From Tariffs to Technical Standards
The study also captures a clear substitution of tariffs with NTMs in advanced economies. As tariff revenues declined, governments increasingly turned to NTMs to preserve regulatory control and pursue social or environmental goals. This trend is strongest among skill-rich and capital-intensive importers such as the EU, Japan, and the United States. Deep trade agreements have reinforced it by embedding high technical and safety standards. The paper contrasts the two instruments: tariffs are transparent, predictable, and fiscally significant; NTMs are opaque, difficult to enforce, and costly but offer greater policy flexibility. However, this shift intensifies fragmentation by layering regulatory requirements that few developing-country firms can satisfy.
Winners, Losers, and the Cost of Complexity
NTMs reinforce inequality in global trade through four interconnected channels. First, North–North consolidation, wealthy economies increasingly trade with one another, excluding weaker partners through high standards. Second, South–South reallocation, exporters in low- and middle-income countries divert trade toward less regulated partners. Third, firm concentration and exit, stringent NTMs drive smaller exporters out of markets. The paper cites Fernandes, Ferro, and Wilson (2019), who found that a 10% rise in NTM stringency reduces new exporters by 5.6% and increases firm exits by 4.2%. Finally, policy misfires occur when poorly designed NTMs harm productivity and welfare. Indonesia's nickel export ban encouraged inefficient entrants, Sri Lanka's fertilizer ban cut rice yields by 30%, and Colombia's non-automatic import licensing curbed trade without gains. By contrast, China's lenient NTMs for green-energy inputs helped its solar and wind sectors expand rapidly, proof that design and context determine whether NTMs enable or stifle development.
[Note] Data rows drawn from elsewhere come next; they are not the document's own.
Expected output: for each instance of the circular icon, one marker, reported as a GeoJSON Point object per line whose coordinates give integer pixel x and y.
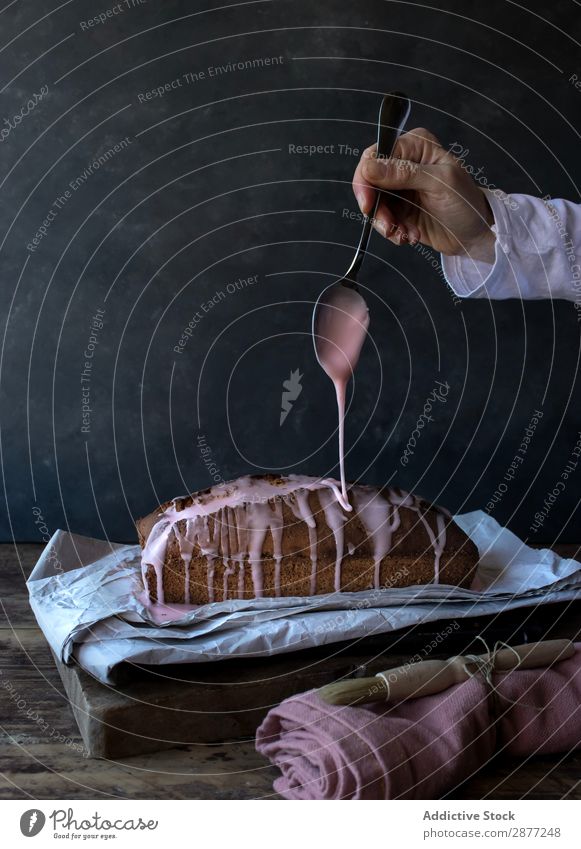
{"type": "Point", "coordinates": [32, 822]}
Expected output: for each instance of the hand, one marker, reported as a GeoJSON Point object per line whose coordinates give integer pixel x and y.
{"type": "Point", "coordinates": [427, 197]}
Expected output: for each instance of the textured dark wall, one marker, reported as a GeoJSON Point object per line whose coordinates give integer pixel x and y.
{"type": "Point", "coordinates": [205, 191]}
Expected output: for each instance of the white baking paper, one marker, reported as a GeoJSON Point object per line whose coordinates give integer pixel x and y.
{"type": "Point", "coordinates": [84, 594]}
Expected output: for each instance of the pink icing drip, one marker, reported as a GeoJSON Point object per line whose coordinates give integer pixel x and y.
{"type": "Point", "coordinates": [438, 540]}
{"type": "Point", "coordinates": [341, 329]}
{"type": "Point", "coordinates": [299, 504]}
{"type": "Point", "coordinates": [380, 518]}
{"type": "Point", "coordinates": [335, 519]}
{"type": "Point", "coordinates": [244, 511]}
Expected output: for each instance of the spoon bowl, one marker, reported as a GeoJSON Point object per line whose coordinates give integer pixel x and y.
{"type": "Point", "coordinates": [341, 315]}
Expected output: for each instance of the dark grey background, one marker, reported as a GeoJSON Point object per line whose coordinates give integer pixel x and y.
{"type": "Point", "coordinates": [206, 193]}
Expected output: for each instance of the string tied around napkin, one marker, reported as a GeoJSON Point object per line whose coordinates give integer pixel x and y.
{"type": "Point", "coordinates": [486, 665]}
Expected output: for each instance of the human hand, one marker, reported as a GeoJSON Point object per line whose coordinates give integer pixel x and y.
{"type": "Point", "coordinates": [426, 197]}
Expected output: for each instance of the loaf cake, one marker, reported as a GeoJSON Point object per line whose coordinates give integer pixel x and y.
{"type": "Point", "coordinates": [294, 536]}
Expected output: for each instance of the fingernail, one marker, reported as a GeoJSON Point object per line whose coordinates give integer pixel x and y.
{"type": "Point", "coordinates": [373, 170]}
{"type": "Point", "coordinates": [360, 198]}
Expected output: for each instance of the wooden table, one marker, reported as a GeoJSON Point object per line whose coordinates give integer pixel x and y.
{"type": "Point", "coordinates": [41, 753]}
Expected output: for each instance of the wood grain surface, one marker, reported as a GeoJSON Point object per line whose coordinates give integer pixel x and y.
{"type": "Point", "coordinates": [43, 756]}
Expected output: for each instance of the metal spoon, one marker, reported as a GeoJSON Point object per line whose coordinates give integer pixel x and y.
{"type": "Point", "coordinates": [341, 316]}
{"type": "Point", "coordinates": [393, 114]}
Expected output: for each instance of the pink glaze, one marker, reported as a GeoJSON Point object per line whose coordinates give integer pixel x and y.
{"type": "Point", "coordinates": [246, 510]}
{"type": "Point", "coordinates": [341, 329]}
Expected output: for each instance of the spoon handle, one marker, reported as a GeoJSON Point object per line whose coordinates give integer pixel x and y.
{"type": "Point", "coordinates": [393, 114]}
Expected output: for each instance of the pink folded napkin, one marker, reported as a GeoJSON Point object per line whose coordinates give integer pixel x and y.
{"type": "Point", "coordinates": [420, 748]}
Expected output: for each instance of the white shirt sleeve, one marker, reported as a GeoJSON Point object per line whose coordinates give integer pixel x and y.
{"type": "Point", "coordinates": [537, 252]}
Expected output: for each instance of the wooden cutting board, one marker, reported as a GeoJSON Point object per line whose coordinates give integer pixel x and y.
{"type": "Point", "coordinates": [151, 709]}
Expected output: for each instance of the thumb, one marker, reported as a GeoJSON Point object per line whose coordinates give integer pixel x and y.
{"type": "Point", "coordinates": [398, 174]}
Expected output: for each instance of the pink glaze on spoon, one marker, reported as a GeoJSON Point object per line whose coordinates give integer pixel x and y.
{"type": "Point", "coordinates": [342, 322]}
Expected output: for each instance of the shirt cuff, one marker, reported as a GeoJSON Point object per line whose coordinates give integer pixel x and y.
{"type": "Point", "coordinates": [471, 278]}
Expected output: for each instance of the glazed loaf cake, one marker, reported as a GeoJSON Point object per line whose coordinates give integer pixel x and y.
{"type": "Point", "coordinates": [290, 536]}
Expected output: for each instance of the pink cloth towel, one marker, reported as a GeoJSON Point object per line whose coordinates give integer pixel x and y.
{"type": "Point", "coordinates": [420, 748]}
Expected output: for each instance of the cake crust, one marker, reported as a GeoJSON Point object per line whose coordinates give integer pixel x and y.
{"type": "Point", "coordinates": [202, 548]}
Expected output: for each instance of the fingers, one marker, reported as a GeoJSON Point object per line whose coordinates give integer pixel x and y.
{"type": "Point", "coordinates": [390, 227]}
{"type": "Point", "coordinates": [397, 175]}
{"type": "Point", "coordinates": [413, 153]}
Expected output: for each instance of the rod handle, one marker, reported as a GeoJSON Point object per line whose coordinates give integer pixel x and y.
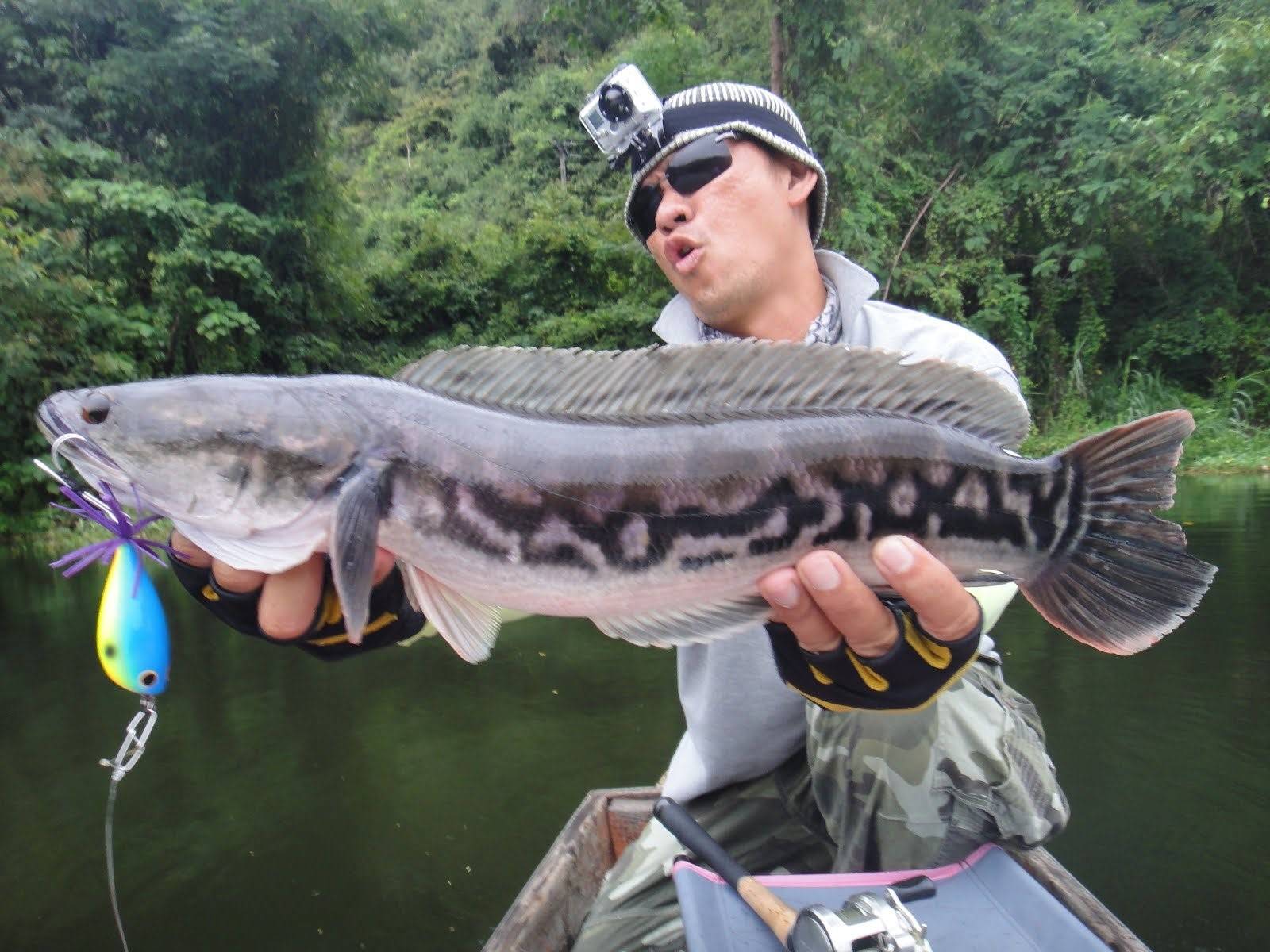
{"type": "Point", "coordinates": [778, 914]}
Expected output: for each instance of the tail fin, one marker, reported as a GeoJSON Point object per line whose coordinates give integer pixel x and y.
{"type": "Point", "coordinates": [1126, 581]}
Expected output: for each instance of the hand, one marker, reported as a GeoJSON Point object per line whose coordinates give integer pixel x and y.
{"type": "Point", "coordinates": [289, 601]}
{"type": "Point", "coordinates": [825, 603]}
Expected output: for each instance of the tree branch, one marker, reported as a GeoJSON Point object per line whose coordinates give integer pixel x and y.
{"type": "Point", "coordinates": [914, 228]}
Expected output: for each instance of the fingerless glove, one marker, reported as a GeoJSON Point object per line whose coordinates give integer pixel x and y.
{"type": "Point", "coordinates": [907, 678]}
{"type": "Point", "coordinates": [391, 620]}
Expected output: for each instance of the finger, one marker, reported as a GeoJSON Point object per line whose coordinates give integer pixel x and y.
{"type": "Point", "coordinates": [849, 606]}
{"type": "Point", "coordinates": [823, 602]}
{"type": "Point", "coordinates": [289, 601]}
{"type": "Point", "coordinates": [188, 552]}
{"type": "Point", "coordinates": [384, 562]}
{"type": "Point", "coordinates": [945, 609]}
{"type": "Point", "coordinates": [237, 581]}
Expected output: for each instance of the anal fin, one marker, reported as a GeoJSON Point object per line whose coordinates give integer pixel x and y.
{"type": "Point", "coordinates": [686, 626]}
{"type": "Point", "coordinates": [359, 509]}
{"type": "Point", "coordinates": [470, 628]}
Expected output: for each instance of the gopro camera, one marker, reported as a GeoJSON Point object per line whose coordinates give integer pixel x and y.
{"type": "Point", "coordinates": [624, 117]}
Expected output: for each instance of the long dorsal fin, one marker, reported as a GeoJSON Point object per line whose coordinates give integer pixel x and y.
{"type": "Point", "coordinates": [721, 381]}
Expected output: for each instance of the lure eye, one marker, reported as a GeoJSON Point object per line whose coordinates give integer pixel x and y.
{"type": "Point", "coordinates": [97, 408]}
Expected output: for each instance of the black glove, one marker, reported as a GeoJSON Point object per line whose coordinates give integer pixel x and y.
{"type": "Point", "coordinates": [391, 620]}
{"type": "Point", "coordinates": [914, 670]}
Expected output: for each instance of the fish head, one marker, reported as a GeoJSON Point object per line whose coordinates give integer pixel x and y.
{"type": "Point", "coordinates": [234, 456]}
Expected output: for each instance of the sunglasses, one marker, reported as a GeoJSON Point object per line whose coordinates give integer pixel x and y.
{"type": "Point", "coordinates": [690, 169]}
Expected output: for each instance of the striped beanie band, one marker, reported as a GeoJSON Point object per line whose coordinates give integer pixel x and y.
{"type": "Point", "coordinates": [734, 107]}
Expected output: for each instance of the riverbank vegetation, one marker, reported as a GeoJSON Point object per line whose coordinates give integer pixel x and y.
{"type": "Point", "coordinates": [241, 186]}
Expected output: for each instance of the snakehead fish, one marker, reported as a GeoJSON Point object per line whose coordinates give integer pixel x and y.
{"type": "Point", "coordinates": [649, 489]}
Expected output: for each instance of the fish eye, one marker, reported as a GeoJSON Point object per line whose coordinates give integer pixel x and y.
{"type": "Point", "coordinates": [97, 408]}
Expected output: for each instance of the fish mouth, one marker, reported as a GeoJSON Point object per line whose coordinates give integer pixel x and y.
{"type": "Point", "coordinates": [92, 463]}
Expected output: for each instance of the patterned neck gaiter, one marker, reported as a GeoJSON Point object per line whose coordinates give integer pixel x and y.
{"type": "Point", "coordinates": [826, 329]}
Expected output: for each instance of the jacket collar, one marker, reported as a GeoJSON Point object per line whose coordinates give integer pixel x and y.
{"type": "Point", "coordinates": [679, 325]}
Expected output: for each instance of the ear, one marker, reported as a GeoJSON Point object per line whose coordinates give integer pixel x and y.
{"type": "Point", "coordinates": [802, 182]}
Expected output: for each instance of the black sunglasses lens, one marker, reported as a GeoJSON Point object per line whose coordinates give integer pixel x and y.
{"type": "Point", "coordinates": [645, 209]}
{"type": "Point", "coordinates": [690, 169]}
{"type": "Point", "coordinates": [694, 169]}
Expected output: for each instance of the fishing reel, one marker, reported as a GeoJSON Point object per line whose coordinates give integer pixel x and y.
{"type": "Point", "coordinates": [867, 923]}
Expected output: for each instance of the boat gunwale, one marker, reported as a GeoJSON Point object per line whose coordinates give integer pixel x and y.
{"type": "Point", "coordinates": [548, 912]}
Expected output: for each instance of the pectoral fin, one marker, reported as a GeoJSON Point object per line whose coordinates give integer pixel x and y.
{"type": "Point", "coordinates": [361, 505]}
{"type": "Point", "coordinates": [689, 625]}
{"type": "Point", "coordinates": [469, 626]}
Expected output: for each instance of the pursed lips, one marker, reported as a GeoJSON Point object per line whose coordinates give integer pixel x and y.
{"type": "Point", "coordinates": [683, 254]}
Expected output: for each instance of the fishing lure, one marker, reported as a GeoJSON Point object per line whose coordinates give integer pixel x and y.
{"type": "Point", "coordinates": [131, 628]}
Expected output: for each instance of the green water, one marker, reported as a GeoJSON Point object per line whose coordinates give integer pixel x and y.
{"type": "Point", "coordinates": [399, 800]}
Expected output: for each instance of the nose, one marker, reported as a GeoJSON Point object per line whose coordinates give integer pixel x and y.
{"type": "Point", "coordinates": [673, 209]}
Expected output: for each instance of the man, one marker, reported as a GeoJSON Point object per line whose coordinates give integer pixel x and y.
{"type": "Point", "coordinates": [780, 782]}
{"type": "Point", "coordinates": [730, 207]}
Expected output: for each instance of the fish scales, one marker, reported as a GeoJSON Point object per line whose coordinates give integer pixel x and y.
{"type": "Point", "coordinates": [648, 490]}
{"type": "Point", "coordinates": [567, 543]}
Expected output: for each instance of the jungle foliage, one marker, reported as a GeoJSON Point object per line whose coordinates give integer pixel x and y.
{"type": "Point", "coordinates": [241, 186]}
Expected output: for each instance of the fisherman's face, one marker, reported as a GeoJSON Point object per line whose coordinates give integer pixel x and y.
{"type": "Point", "coordinates": [724, 245]}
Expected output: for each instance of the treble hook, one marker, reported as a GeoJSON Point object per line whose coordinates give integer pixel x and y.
{"type": "Point", "coordinates": [133, 742]}
{"type": "Point", "coordinates": [57, 474]}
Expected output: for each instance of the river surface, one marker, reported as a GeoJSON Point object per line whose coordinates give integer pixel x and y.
{"type": "Point", "coordinates": [398, 801]}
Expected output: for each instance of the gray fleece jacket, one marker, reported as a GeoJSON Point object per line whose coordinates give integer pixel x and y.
{"type": "Point", "coordinates": [742, 721]}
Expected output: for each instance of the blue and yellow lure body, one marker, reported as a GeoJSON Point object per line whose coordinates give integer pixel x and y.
{"type": "Point", "coordinates": [131, 628]}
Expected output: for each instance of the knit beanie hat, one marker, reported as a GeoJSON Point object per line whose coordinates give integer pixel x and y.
{"type": "Point", "coordinates": [734, 107]}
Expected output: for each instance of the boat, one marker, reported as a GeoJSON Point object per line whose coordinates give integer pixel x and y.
{"type": "Point", "coordinates": [549, 911]}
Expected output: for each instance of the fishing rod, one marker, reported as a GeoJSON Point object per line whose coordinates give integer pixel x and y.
{"type": "Point", "coordinates": [867, 922]}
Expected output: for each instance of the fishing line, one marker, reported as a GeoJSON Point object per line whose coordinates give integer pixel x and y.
{"type": "Point", "coordinates": [130, 752]}
{"type": "Point", "coordinates": [110, 860]}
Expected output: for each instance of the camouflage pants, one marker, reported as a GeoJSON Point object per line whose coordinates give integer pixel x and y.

The Road to Smarter Regulation
The authors conclude that NTMs are now central to global trade governance and call for smarter, more inclusive management rather than elimination. They urge developing countries to strengthen testing, certification, and quality-infrastructure systems to meet technical barriers to trade (TBT) and sanitary and phytosanitary (SPS) standards. Integrating NTM metrics into trade diagnostics can reveal hidden restrictiveness and guide reform. Transparency is equally vital, through stronger WTO notifications, harmonized regional rules, and databases such as DAVE-NTM that express NTMs in tariff-equivalent terms. The paper also identifies four research priorities: updating AVE estimates regularly, examining firm-level effects on small enterprises, mapping NTM spillovers in key sectors, and studying the political economy of regulatory substitution. Ultimately, the authors argue, the future of globalization will not be decided by tariffs but by how the world designs, applies, and governs non-tariff measures. Done right, they can safeguard health, safety, and sustainability; done poorly, they risk turning open trade into an exclusive club.